While Christ was visiting the Nephites and Lamanites, He told them they were the other sheep He mentioned to His disciples in Jerusalem. Those who were with Christ during His mortal ministry falsely assumed the other sheep to be the Gentiles.
Christ went on to explain there were yet other sheep He needed to visit and defined these as the remnants of the lost ten tribes. For, just like the Nephites and Lamanites, they too needed to hear the gospel preached in its purity.
But I am forced to wonder if there is any meaning to the term “other sheep” in our day. Clearly, the sheep Christ referred to were restricted to the House of Israel. But since Christ’s ascension we have been challenged to preach the gospel to all the world.

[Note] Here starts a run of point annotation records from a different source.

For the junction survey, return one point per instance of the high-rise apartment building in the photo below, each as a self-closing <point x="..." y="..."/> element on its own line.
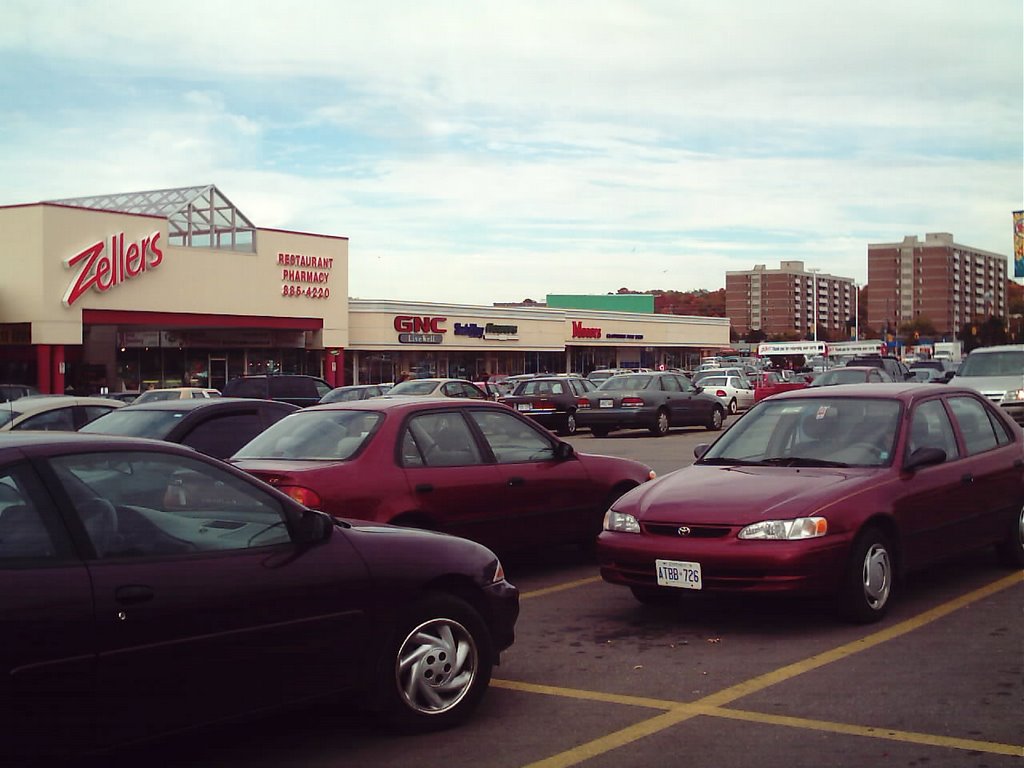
<point x="791" y="299"/>
<point x="937" y="280"/>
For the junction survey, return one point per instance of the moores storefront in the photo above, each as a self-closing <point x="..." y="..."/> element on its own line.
<point x="165" y="288"/>
<point x="389" y="339"/>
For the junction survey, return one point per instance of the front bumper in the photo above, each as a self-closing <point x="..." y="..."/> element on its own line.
<point x="807" y="567"/>
<point x="615" y="417"/>
<point x="501" y="612"/>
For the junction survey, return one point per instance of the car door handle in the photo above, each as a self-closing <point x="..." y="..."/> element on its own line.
<point x="133" y="594"/>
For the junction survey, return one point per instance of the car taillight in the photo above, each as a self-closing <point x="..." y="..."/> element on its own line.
<point x="303" y="496"/>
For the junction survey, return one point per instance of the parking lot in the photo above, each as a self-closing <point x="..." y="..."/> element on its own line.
<point x="597" y="679"/>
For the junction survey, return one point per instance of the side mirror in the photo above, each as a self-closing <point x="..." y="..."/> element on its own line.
<point x="925" y="457"/>
<point x="313" y="527"/>
<point x="564" y="452"/>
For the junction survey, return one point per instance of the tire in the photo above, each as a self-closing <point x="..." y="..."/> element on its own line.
<point x="866" y="591"/>
<point x="660" y="426"/>
<point x="716" y="419"/>
<point x="569" y="427"/>
<point x="436" y="667"/>
<point x="1011" y="549"/>
<point x="655" y="595"/>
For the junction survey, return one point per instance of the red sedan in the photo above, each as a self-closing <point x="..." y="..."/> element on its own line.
<point x="827" y="491"/>
<point x="472" y="468"/>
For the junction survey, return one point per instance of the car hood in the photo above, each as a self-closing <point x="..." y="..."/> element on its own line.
<point x="739" y="496"/>
<point x="989" y="385"/>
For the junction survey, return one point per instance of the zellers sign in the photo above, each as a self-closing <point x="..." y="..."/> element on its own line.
<point x="103" y="268"/>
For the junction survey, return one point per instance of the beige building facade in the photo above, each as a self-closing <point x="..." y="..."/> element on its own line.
<point x="177" y="287"/>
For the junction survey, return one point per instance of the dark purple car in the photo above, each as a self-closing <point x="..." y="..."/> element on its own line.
<point x="145" y="588"/>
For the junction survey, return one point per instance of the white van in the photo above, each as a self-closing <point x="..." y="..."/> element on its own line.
<point x="998" y="374"/>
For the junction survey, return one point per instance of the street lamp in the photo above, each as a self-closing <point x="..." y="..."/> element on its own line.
<point x="856" y="311"/>
<point x="814" y="275"/>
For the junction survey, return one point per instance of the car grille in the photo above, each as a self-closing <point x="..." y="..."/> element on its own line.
<point x="696" y="531"/>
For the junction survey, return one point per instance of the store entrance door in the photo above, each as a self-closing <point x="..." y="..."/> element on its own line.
<point x="218" y="372"/>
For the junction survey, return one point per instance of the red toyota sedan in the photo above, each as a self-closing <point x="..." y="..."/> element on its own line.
<point x="472" y="468"/>
<point x="835" y="489"/>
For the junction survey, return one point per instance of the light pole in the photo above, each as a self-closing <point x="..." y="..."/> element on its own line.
<point x="856" y="312"/>
<point x="814" y="279"/>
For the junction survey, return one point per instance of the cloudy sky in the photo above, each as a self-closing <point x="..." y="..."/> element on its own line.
<point x="475" y="151"/>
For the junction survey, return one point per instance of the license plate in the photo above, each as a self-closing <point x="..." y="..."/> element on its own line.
<point x="678" y="573"/>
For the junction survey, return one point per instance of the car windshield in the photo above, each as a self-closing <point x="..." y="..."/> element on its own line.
<point x="155" y="424"/>
<point x="159" y="394"/>
<point x="839" y="376"/>
<point x="414" y="387"/>
<point x="333" y="435"/>
<point x="1009" y="363"/>
<point x="807" y="432"/>
<point x="624" y="383"/>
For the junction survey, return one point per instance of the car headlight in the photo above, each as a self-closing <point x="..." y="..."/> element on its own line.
<point x="801" y="527"/>
<point x="621" y="522"/>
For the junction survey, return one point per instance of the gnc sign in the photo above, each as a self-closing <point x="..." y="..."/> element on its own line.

It makes sense that Christ’s personal ministry was to be restricted to the House of Israel, but I am convinced our definition of other sheep to bring to the fold of Christ must be more broad.
One obvious definition of other sheep is embedded in our responsibility to spread the gospel. We have been charged to preach unto all the world and baptize those who are willing to commit to the laws and ordinances of the gospel. Our missionaries are on the front line of this gathering.
Beyond missionary work, I would expand the term other sheep to include those who have strayed from the gospel path. They, who were once of the fold of Christ, are still loved by Him as much as those who enjoy the full blessings of the gospel. So I feel the dissatisfied, discouraged, offended, and those angry at the Church or its leaders also qualify as other sheep.
What about those who attend with us each week yet feel shunted to the periphery. They feel ignored, rejected, and alone. I feel these who suffer silently, also fit under the term of other sheep. True, they may be in the fold, but they do not feel a part of the group. I am sure Christ wants each of us to reach out so they can be loved and contribute.
Finally, what about those who are so very different than we are. Whether that difference is skin color, political opinions, social status, gender issues, or any other attribute that challenges us, can they also be including in the term other sheep? Didn’t Christ spend time among those considered outside the norm when He walked the earth. Wasn’t he criticized by the religions leaders for being among the publicans, Samaritans, the poor, and the lepers.
I think we miss the mark when we simply equate the other sheep as possible missionary opportunities. I don’t think most of the world will be converted before Christ returns. So maybe our call to go out among the modern-day other sheep is really an invitation to us all to be compassionate and loving towards all. Even those whose lifestyles and choices make us uncomfortable.